Types of Multiple Sclerosis and Their Treatments
Multiple sclerosis is classified into four main types: relapsing-remitting, secondary progressive, primary progressive, and benign, each requiring different treatment approaches based on disease activity and progression. 1
Types of Multiple Sclerosis
1. Relapsing-Remitting MS (RRMS)
- Represents 85-90% of initial MS cases 1
- Characterized by clearly defined relapses with full or partial recovery
- Periods of stability between relapses with no disease progression
- Most commonly diagnosed in white women in their 20s 2
- First attack is known as a "clinically isolated syndrome" 2
2. Secondary Progressive MS (SPMS)
- Develops in approximately two-thirds of patients with RRMS 1
- Characterized by progressive deterioration in neurological function following an initial relapsing course
- Can occur with or without superimposed relapses 3
- Transition from RRMS to SPMS lacks clear clinical, imaging, or pathologic markers 4
3. Primary Progressive MS (PPMS)
- Represents 5-10% of MS cases 1
- Characterized by deterioration from disease onset without relapses or remissions 3
- Typically presents with progressive spastic paraparesis or cerebellar syndrome 2
- Shows significantly less inflammatory activity on MRI compared to other types 1
4. Benign MS
- Characterized by minimal or no disability (usually EDSS < 3) after at least 10 years of disease 3, 1
- Requires regular monitoring despite minimal symptoms 1
Treatment Approaches by MS Type
Relapsing Forms of MS (RRMS, active SPMS, CIS)

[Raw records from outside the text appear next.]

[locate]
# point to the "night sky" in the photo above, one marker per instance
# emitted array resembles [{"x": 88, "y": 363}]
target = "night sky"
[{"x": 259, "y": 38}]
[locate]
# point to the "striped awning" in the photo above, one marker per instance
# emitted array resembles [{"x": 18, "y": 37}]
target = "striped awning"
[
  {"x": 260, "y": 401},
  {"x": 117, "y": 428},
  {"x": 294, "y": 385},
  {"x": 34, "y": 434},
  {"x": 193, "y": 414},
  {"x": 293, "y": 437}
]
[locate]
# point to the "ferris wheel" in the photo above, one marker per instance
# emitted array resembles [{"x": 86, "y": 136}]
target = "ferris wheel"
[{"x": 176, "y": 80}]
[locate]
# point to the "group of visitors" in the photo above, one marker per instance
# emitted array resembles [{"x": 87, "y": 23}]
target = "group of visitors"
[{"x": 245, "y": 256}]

Disease-Modifying Therapies (DMTs) are the first-line treatment for relapsing forms of MS, including RRMS, clinically isolated syndrome, and active secondary progressive disease. 1, 5, 6, 7
First-Line Options:
- Interferons beta (Rebif, Betaseron) - reduce relapse rates by about one-third 6, 7, 2
- Glatiramer acetate - similar efficacy to interferons 1, 2
- Teriflunomide - oral option for relapsing forms 1
- Sphingosine 1-phosphate receptor modulators (e.g., siponimod) - FDA approved for relapsing forms including active SPMS 5
High-Efficacy Options for Active Disease:
- Natalizumab - for patients with highly active disease, particularly those with negative JCV status 1
- Ocrelizumab - reduces clinical relapses and MRI lesions 1, 8
- Ofatumumab - newer monoclonal antibody option 1
Treatment Considerations:
- DMTs reduce annual relapse rates by 29-68% compared to placebo 1, 8
- Early initiation is crucial for reducing neurological damage 1
- Consider washout periods when switching between DMTs 1
- Regular monitoring with annual brain MRI and clinical evaluations 1
Primary Progressive MS (PPMS)
- Ocrelizumab is the only FDA-approved DMT for PPMS 8
- Limited treatment options compared to relapsing forms
- Management focuses on symptom control and rehabilitation
Secondary Progressive MS without Activity
- Limited evidence for DMT efficacy in non-active SPMS
- Treatment focuses on symptom management and preventing complications
- Consider clinical trials where available
Monitoring and Treatment Adjustments
- Annual brain MRI recommended for monitoring disease activity 1
- Regular clinical evaluation for new neurological symptoms 1
- Consider treatment change when there is evidence of active disease (clinical or radiological) 1
- For patients on natalizumab, monitor JCV status and antibody index level 1
Special Considerations
- Complete hepatitis B vaccination before starting potent MS therapy 1
- Administer vaccines 4-6 weeks before starting or 4-6 months after ending certain treatments (e.g., ocrelizumab) 1
- High-dose vitamin D supplementation has not shown significant benefits in reducing relapse rates 1
- IVIG therapy is considered experimental and not recommended for routine MS treatment 1
Treatment Sequencing
When planning treatment sequences, consider:
- Mechanism of action of current and future DMTs
- Reversibility of immune system effects
- Individual risk factors and comorbidities
- Disease activity and progression 9
The heterogeneity of MS, individual patient response, and medication toxicities continue to challenge treatment decisions, requiring regular reassessment and potential adjustment of therapeutic strategies 10.